# 2 Yew Bowls From A Small Green Log



## akmslingshots (Mar 2, 2012)

well.. having no bandsaw blades is driving me nuts, and the weather is too bad to shoot so this is what happens...


----------



## BCLuxor (Aug 24, 2010)

That tool is a beast just like a huge dremmel .


----------



## akmslingshots (Mar 2, 2012)

luxor5 said:


> That tool is a beast just like a huge dremmel .


its very cool, the guard really hinders it, but would not like it clipping a finger so too scared to just use the grinder guard at the minute


----------



## Jim Williams (Jul 6, 2011)

Have you seen these Andy? http://www.the2terrys.com/wasp.html


----------



## akmslingshots (Mar 2, 2012)

Sling Jim said:


> Have you seen these Andy? http://www.the2terrys.com/wasp.html


Indeed i have thank you, had forgotten about it though.

I dont have the spare cash. Once i have my wood/leather supplies sorted it is deffo on my to get list! It really does look awesome, I would like to invest in a proper pillar drill too as the one I have never lines up as accurate as I would like.


----------



## Slingkid (Apr 30, 2011)

looks good, u get really bored without a band saw. is the backround music evernescence ????


----------



## akmslingshots (Mar 2, 2012)

Slingkid said:


> looks good, u get really bored without a band saw. is the backround music evernescence ????

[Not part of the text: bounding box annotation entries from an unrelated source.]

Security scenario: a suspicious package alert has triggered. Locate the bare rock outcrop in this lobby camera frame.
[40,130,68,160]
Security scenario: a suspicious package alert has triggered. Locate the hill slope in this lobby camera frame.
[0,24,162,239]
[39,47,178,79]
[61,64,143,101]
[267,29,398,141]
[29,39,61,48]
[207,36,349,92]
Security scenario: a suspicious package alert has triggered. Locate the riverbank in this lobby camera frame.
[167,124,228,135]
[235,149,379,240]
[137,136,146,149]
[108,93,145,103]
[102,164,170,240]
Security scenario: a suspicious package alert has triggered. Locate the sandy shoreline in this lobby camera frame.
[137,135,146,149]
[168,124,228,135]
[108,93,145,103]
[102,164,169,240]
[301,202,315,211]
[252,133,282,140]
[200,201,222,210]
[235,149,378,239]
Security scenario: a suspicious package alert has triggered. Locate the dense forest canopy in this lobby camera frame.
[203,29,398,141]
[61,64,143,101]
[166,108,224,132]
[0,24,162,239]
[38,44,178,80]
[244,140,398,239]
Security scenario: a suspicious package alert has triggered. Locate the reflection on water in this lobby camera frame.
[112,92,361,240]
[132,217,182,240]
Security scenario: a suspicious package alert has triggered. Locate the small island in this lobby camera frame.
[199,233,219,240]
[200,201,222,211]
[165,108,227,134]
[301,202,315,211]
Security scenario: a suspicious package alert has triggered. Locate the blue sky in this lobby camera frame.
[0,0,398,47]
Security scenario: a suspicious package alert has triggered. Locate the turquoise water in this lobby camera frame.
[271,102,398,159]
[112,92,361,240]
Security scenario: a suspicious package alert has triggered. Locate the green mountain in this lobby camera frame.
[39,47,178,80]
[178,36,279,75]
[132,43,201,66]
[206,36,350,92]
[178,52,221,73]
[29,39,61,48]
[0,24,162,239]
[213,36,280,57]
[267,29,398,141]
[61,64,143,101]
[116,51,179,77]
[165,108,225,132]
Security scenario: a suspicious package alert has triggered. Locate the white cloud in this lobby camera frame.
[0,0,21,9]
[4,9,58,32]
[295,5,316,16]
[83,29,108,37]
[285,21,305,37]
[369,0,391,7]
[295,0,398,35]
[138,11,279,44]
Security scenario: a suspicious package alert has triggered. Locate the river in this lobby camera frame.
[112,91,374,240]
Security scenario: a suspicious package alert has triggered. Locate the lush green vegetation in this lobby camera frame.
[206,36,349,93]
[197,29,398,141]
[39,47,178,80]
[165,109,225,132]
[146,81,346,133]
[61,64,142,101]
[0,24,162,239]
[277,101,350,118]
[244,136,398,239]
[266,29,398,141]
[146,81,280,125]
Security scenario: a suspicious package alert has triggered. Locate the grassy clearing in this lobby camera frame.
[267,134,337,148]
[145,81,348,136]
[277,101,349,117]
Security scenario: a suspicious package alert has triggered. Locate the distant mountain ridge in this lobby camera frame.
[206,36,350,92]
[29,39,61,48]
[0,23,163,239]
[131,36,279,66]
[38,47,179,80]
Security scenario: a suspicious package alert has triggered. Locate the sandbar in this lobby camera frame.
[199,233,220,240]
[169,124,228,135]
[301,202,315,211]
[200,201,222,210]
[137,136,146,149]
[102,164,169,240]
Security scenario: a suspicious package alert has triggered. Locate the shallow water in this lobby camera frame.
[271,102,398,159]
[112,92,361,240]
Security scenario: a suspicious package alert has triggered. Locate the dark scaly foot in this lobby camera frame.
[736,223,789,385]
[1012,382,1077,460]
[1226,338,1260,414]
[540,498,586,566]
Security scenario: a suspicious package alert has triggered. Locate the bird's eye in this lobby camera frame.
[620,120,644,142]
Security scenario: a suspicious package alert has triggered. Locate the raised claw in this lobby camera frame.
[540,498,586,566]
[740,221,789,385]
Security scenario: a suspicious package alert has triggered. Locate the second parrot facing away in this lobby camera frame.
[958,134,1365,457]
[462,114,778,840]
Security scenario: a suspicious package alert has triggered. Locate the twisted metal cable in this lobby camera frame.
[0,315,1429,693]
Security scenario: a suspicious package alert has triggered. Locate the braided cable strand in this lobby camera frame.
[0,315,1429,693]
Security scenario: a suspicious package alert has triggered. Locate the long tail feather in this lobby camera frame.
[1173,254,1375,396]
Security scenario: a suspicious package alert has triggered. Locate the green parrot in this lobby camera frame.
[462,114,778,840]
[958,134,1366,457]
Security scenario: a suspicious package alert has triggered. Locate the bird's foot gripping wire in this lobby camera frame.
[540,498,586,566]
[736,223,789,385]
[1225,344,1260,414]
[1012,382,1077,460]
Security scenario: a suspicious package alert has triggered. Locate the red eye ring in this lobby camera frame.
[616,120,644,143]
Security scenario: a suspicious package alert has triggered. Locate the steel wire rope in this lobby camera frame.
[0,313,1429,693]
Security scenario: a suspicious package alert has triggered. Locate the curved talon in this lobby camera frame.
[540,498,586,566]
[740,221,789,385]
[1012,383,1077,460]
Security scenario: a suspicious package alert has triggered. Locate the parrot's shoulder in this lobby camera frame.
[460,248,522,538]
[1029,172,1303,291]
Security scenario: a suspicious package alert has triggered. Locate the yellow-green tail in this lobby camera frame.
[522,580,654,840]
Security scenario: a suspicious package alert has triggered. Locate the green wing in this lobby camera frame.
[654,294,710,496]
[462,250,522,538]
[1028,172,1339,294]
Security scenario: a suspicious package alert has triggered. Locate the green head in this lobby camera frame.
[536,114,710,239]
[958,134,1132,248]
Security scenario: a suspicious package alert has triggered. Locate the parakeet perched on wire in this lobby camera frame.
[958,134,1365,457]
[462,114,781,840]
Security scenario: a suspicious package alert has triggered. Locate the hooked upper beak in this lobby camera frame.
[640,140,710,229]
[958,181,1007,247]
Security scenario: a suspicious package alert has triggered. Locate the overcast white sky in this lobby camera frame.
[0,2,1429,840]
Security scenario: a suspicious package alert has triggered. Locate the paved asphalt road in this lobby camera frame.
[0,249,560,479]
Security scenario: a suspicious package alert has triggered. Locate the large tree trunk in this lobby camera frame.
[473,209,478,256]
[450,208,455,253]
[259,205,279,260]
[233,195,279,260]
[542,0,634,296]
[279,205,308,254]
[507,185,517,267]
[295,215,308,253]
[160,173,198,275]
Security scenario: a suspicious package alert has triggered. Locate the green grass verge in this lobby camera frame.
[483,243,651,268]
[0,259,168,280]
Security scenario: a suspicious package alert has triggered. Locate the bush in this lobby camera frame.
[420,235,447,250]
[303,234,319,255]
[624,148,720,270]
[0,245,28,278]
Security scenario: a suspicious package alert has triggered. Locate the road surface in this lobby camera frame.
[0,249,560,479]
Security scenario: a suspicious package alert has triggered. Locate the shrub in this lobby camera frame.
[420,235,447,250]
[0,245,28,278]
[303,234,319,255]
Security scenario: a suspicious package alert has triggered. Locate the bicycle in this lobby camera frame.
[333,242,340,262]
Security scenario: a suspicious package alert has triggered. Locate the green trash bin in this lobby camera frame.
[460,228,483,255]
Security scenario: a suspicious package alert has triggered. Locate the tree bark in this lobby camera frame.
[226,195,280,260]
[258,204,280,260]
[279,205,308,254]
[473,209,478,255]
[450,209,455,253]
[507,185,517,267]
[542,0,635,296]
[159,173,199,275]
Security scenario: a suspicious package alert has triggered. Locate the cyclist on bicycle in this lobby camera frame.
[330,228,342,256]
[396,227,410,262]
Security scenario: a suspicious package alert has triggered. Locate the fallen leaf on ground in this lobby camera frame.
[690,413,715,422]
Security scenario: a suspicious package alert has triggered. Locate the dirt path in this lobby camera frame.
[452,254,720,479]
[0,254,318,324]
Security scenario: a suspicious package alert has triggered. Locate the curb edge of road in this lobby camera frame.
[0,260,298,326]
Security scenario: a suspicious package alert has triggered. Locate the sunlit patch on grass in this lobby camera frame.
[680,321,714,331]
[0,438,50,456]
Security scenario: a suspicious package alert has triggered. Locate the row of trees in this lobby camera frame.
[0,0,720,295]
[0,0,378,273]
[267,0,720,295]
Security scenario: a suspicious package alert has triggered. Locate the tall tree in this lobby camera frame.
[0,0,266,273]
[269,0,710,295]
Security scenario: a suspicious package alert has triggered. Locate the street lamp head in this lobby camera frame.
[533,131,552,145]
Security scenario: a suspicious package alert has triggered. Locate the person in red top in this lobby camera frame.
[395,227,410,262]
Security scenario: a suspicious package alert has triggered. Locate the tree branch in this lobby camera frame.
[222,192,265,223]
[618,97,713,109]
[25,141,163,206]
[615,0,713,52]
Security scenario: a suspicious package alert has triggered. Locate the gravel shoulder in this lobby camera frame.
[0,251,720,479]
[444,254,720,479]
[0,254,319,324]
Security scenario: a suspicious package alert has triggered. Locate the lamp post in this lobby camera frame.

I believe it is, just threw that vid together with music from youtube, not really had a play around with the audio side yet


----------



## Btoon84 (Nov 22, 2011)

you're gonna kill your back leaning over your work like that







I tend to do the same thing..... and regret it!


----------



## akmslingshots (Mar 2, 2012)

Btoon84 said:


> you're gonna kill your back leaning over your work like that
> 
> 
> 
> ...


I am to scared to put the work into my other vice, its big and metal, the thought of those teeth clipping it makes me shiver


----------



## e~shot (Jun 3, 2010)

Fantastic job mate!


----------